Hört zu! Die einzige Chance, heute exklusiv, elitär und exzentrisch zu sein, besteht in der konsequenten Ablehnung jeder Auffälligkeit! Euer Wappentier, Elite, sei…  die graue Maus! Der unterirdisch tätige Nacktmull! Die Steinlaus! In Sonderheit aber, wo Scheinwerfer auftauchen und Kameras – Nichts! Wie! Weg! Irgendwo in so ’nem Regenwald gibt es bestimmt noch einen Stamm von Naturburschen, die glauben, der Weiße Mann mit seinem dritten Auge nähme einem die Seele weg per Foto und Film. Diese wunderlichen Menschen haben nämlich genau Recht! Wer von den ganzen Supersuper-Säcken hat denn noch Seele? Die meisten haben nicht mal Herz, von Hirn ganz zu schweigen. Der einzige, der vielleicht Seele hat, ist Helge Schneider. Aber hat der sich je dem „Urteil“ eines Heidi Klump oder einer Dieter Bohlen gestellt? Wohl kaum. Also Schluß mit diesem ganzen medien-darwinistischen Auslese- und Konkurrenzmist! Keine Sängerwettstreite mehr! Weg mit den „sexy“ stöckelnden Schmoll-Schnuten! Ein lebender Kleiderbügel zu werden, Mädels, das ist kein Traumberuf, das ist Krampf und Gewürge, und am Schluß endet man wie Heid Klump, als heimlich alterndes Medien-Geschnepf.

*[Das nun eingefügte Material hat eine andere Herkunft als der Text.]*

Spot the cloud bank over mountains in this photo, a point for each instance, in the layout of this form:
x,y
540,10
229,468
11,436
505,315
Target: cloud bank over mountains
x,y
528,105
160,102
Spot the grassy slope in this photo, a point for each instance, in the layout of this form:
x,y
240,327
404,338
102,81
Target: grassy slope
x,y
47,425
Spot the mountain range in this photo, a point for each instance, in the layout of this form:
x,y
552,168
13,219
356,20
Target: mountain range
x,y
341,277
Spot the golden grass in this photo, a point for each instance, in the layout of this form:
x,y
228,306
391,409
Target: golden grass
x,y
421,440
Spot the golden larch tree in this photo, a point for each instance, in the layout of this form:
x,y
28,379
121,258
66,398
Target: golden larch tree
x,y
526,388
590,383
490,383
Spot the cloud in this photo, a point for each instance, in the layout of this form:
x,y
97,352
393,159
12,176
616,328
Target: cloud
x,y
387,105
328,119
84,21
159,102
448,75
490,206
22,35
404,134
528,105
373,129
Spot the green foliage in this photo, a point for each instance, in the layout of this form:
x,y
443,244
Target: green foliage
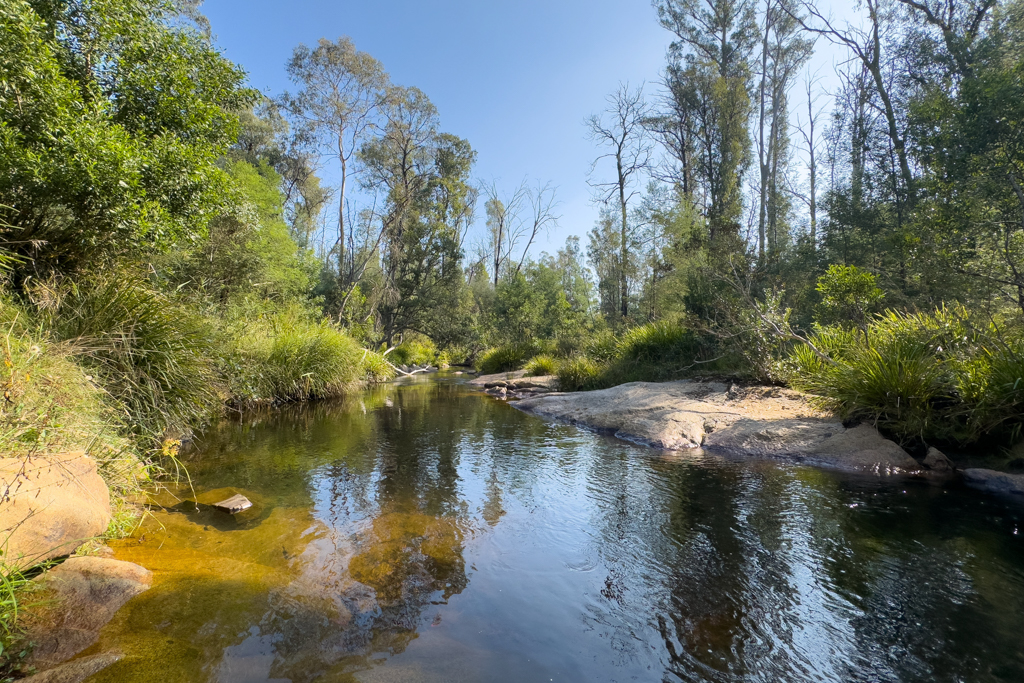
x,y
418,350
112,121
14,587
289,356
541,366
505,358
376,368
657,342
919,377
152,356
848,295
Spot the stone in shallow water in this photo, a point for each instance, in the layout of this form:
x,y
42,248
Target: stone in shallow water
x,y
76,671
236,503
82,595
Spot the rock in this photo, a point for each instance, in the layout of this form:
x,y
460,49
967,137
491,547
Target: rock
x,y
77,670
82,595
774,423
862,447
995,482
49,506
236,503
937,461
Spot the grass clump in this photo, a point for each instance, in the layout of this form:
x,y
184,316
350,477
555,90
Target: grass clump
x,y
919,377
505,358
579,374
541,366
152,357
415,351
287,356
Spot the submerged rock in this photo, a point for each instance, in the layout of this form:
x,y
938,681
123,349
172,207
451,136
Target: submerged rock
x,y
937,461
766,422
49,506
77,670
994,482
236,503
81,596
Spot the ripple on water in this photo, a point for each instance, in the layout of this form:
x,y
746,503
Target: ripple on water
x,y
424,532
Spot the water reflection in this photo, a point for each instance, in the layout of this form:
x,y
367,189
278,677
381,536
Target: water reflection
x,y
422,532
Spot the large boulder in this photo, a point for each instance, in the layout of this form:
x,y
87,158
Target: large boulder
x,y
75,671
994,482
49,506
80,597
763,422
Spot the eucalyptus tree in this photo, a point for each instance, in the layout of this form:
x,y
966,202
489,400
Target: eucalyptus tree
x,y
709,76
337,109
783,51
426,211
622,130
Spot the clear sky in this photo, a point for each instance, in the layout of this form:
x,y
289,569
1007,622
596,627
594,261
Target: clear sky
x,y
516,79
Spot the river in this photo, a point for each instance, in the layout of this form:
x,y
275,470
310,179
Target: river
x,y
421,531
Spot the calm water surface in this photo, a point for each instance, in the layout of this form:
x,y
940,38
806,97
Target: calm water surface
x,y
425,532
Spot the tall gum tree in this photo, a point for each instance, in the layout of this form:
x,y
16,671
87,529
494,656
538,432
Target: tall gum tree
x,y
338,107
622,130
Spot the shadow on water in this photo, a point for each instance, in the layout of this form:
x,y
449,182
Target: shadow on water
x,y
423,532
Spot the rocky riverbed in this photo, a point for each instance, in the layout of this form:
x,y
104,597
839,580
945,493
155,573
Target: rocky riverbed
x,y
754,422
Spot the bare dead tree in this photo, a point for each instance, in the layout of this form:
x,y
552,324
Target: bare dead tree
x,y
632,148
515,220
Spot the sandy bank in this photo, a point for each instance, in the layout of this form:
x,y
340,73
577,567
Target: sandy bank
x,y
764,422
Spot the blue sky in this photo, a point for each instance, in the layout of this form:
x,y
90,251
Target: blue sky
x,y
516,79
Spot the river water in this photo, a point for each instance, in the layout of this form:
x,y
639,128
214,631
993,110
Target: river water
x,y
421,531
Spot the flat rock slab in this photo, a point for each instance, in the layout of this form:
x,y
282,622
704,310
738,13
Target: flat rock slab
x,y
994,482
236,503
76,671
80,597
49,506
765,422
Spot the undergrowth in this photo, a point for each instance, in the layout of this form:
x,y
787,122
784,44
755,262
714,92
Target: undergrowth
x,y
937,377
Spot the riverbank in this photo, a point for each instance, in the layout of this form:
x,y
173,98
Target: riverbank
x,y
744,422
762,422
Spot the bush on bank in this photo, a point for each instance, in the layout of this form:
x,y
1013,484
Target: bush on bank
x,y
938,377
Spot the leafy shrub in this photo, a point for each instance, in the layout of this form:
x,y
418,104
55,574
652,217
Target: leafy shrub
x,y
848,295
376,368
579,374
541,366
505,358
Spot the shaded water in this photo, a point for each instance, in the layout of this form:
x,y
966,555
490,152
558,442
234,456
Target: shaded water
x,y
425,532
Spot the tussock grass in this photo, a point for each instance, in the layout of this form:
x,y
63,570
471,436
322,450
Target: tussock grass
x,y
579,374
505,358
287,356
541,366
152,356
919,377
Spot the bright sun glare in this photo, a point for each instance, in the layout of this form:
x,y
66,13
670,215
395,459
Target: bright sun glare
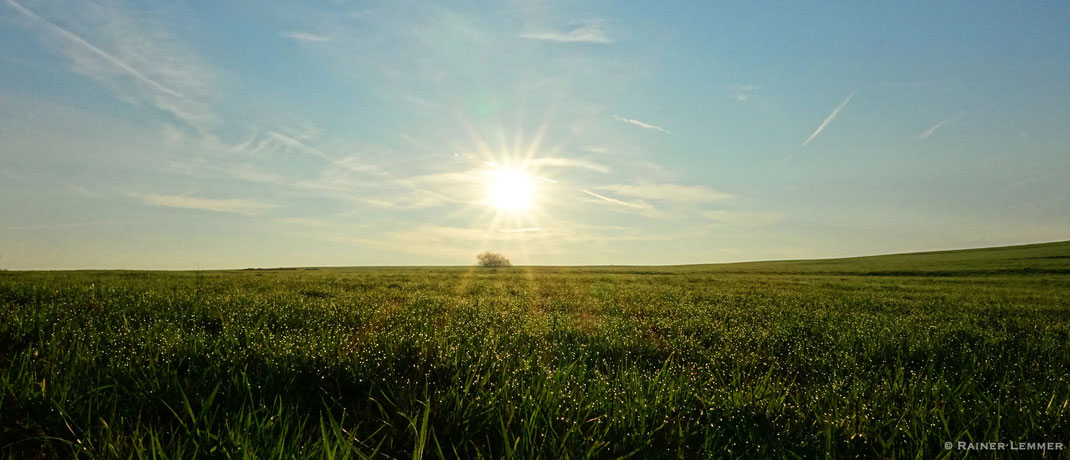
x,y
510,189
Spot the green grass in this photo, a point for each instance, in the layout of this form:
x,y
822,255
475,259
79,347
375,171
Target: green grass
x,y
883,356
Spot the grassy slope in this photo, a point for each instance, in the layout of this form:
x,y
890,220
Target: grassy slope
x,y
851,356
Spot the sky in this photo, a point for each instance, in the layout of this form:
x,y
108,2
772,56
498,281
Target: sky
x,y
223,135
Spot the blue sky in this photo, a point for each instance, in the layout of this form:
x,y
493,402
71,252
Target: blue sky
x,y
177,135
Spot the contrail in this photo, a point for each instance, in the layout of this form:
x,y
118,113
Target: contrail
x,y
829,119
92,48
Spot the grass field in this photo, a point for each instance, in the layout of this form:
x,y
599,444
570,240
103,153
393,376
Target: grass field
x,y
881,356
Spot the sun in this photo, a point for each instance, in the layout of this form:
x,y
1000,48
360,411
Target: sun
x,y
510,189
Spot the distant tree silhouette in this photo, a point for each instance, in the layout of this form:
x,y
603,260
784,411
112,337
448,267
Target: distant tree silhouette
x,y
492,260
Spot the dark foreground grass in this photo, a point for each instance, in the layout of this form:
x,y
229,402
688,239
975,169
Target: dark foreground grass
x,y
867,357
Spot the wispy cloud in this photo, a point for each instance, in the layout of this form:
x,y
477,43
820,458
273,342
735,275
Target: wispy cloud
x,y
247,208
307,36
676,193
569,163
141,63
587,32
829,119
613,200
925,135
640,124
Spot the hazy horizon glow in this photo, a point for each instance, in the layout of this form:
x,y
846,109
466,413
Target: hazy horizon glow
x,y
148,135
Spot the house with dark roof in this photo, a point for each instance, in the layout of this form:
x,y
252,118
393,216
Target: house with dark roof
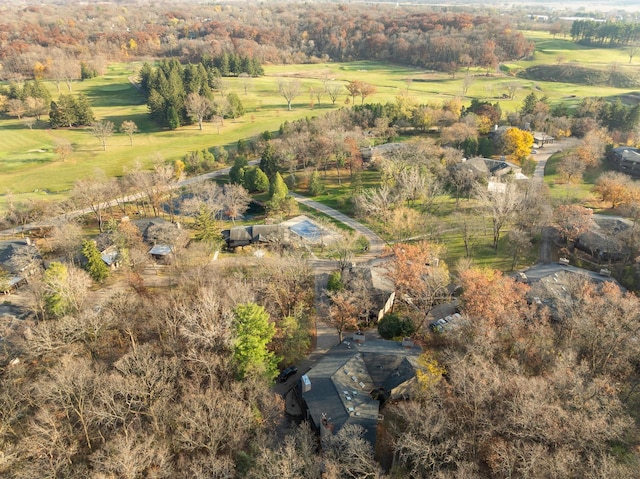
x,y
626,160
351,383
604,239
163,236
240,236
19,259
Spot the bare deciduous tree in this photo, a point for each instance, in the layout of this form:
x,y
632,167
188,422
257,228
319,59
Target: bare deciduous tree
x,y
501,202
129,128
289,89
102,130
94,195
334,90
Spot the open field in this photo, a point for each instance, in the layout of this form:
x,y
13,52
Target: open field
x,y
31,169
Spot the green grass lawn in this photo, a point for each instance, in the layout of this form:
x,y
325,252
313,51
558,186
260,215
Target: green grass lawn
x,y
30,168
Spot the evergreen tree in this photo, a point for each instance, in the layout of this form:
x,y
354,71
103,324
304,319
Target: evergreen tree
x,y
146,73
173,119
529,104
36,89
315,184
55,275
261,181
206,228
278,190
255,179
84,113
96,268
236,174
236,110
252,333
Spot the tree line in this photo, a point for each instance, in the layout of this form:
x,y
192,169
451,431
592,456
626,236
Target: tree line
x,y
237,40
606,34
179,95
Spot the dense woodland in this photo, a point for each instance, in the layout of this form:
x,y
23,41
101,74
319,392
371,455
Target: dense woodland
x,y
42,41
611,34
176,382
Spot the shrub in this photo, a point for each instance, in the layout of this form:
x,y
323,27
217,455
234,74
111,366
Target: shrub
x,y
335,282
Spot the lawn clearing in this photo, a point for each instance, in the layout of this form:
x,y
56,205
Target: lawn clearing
x,y
571,193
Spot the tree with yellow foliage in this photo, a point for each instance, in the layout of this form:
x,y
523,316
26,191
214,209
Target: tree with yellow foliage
x,y
517,144
429,372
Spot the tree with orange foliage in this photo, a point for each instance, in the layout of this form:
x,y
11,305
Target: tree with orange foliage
x,y
420,276
517,144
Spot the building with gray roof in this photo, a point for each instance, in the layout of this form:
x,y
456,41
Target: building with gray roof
x,y
350,384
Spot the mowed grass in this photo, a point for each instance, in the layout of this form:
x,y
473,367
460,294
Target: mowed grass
x,y
30,167
571,193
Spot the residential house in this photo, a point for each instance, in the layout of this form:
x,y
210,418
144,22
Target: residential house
x,y
353,381
240,236
604,240
163,236
626,160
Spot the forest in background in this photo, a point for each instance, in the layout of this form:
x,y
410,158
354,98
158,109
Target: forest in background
x,y
154,384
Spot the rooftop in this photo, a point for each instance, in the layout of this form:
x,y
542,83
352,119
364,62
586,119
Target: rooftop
x,y
342,382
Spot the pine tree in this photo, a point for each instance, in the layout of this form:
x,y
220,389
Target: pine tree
x,y
278,190
253,332
268,161
315,184
206,229
96,268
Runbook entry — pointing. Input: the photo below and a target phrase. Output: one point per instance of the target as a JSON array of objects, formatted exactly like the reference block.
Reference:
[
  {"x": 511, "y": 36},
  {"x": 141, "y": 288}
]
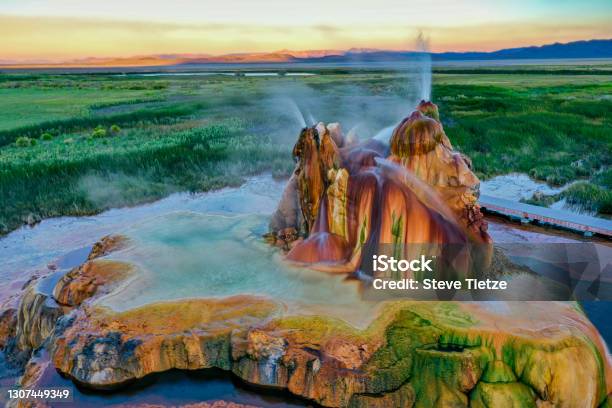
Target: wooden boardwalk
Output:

Zum Thema und als Dessert ein Löffelchen von der Weisheit des Tao-Mönchs Yoshida Kenkô:

Wenn man die anderen übertreffen will, so möge man lernen und es ihnen dann an Wissen zuvortun. Und falls man mich fragte, warum man denn lernen solle, so würde ich antworten: um zu erkennen, daß man sich seiner Vorzüge nicht rühmen und mit anderen nicht wettstreiten darf. Nur die Kraft, die das Lernen verleiht, befähigt dann, hohe Ämter aufzugeben und seine Habe zu verschenken.“

Das nenne ich vornehm gesprochen!

PS: Übrigens habe ich bei meiner Bilder-Suche versehentlich das Suchwort „Schweinwerferlicht“ eingetippt: Kaum zu glauben, aber auch dazu gibt es jede Menge Sucherergebnisse!